The Way of Kings by Brandon Sanderson

So I have finished Brandon Sanderson’s 1,001 page opus, “The Way of Kings”.  He has begun his story.  This man is a world-builder and a character creator.  If I was gaming with him, he’d have a different character at each gaming session and would be begging the GM to let him use 3 at a time.  If he was a GM, we’d not get very far down the corridor, but we would know all about it and have a great time.

I wish I was as… verbose.  I have a tendency for brevity.  I put down a skeleton of a story and then feel I am done.  I stick to one or two characters.  I catch myself using cliched tropes, derivative reworkings.  This man created a whole different world, an alien place, not some slightly skewed mirror.  Magical storms rage across it, so the plants have adapted, drawing themselves in to shells to avoid damage.  The main creatures are shelled monsters.  The magical storms infuse magic into gemstones, which are used as both currency and as a light source.  The ultimate warriors of the world use shardblades, which cut through souls and through inanimate objects like butter.  He crafted several cultures and included fascinating details, such as a way of controlling women that is worse than a burka- showing your left hand is considered indecent.

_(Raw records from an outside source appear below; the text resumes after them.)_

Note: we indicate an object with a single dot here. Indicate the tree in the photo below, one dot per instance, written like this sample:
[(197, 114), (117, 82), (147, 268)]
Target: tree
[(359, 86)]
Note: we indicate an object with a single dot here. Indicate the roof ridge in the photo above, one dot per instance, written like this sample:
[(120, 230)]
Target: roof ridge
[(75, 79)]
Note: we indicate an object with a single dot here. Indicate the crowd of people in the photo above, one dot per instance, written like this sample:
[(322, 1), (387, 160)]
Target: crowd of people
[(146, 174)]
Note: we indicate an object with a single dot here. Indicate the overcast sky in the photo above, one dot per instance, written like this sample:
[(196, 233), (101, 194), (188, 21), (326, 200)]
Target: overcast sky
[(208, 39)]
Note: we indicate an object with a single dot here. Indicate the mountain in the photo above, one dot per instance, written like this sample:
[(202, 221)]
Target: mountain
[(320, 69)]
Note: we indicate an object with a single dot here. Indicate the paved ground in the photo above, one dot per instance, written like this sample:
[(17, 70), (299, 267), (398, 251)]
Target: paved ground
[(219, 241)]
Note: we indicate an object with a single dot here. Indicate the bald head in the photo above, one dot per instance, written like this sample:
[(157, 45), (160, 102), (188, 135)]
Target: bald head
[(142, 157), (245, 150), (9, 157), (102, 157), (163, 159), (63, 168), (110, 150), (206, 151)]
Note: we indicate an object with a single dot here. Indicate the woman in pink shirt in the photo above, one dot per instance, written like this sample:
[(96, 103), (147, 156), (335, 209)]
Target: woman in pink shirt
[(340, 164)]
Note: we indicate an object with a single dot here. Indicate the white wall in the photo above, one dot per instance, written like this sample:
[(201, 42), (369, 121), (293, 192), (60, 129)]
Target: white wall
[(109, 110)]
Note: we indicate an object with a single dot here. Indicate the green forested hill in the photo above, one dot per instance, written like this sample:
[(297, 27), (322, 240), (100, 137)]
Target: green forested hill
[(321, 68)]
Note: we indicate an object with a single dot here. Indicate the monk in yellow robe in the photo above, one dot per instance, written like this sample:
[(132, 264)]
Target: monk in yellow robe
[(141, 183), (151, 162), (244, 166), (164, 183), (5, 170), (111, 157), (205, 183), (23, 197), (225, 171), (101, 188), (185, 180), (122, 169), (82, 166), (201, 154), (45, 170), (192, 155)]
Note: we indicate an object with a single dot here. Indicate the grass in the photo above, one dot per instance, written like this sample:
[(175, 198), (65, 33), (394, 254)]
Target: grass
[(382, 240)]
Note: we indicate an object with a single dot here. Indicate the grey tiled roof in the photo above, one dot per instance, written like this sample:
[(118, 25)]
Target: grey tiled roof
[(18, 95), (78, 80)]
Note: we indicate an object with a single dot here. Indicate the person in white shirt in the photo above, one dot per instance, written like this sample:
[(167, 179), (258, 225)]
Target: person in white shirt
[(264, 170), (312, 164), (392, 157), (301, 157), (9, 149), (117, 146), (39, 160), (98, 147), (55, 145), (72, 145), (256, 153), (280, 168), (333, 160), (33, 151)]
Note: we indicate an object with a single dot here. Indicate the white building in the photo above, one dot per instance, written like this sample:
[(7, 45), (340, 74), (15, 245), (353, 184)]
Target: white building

He touches on themes of war and peace, of the dichotomy between the thrill and horror of battle.  He explores the nature of fate, religion and honor.  As with his other works I’ve read- very few people are truly good, and those who are don’t think they are.

He introduces four main characters with three main story lines- a slave who becomes a hero, a “mad king”, an assasin under a geis, and a young scholar with a secret.  I tried to go through to figure out how many characters there are- not walk throughs, mind you, characters, and lost count at about twenty. In one chapter he introduces a character that he never mentions again!  It is a testimony to his skill as a writer that I kept on reading- while the scale was epic, he cares about every one of those characters.

Should I touch on the author’s presumed religion (he teaches at Brigham Young in Utah) or would that be dangerous ground?  From what I know, they encourage creative thought over there, let’s just leave it at that.

Overall, I’d recommend the book, but I think it could have stood paring down by about 500 pages.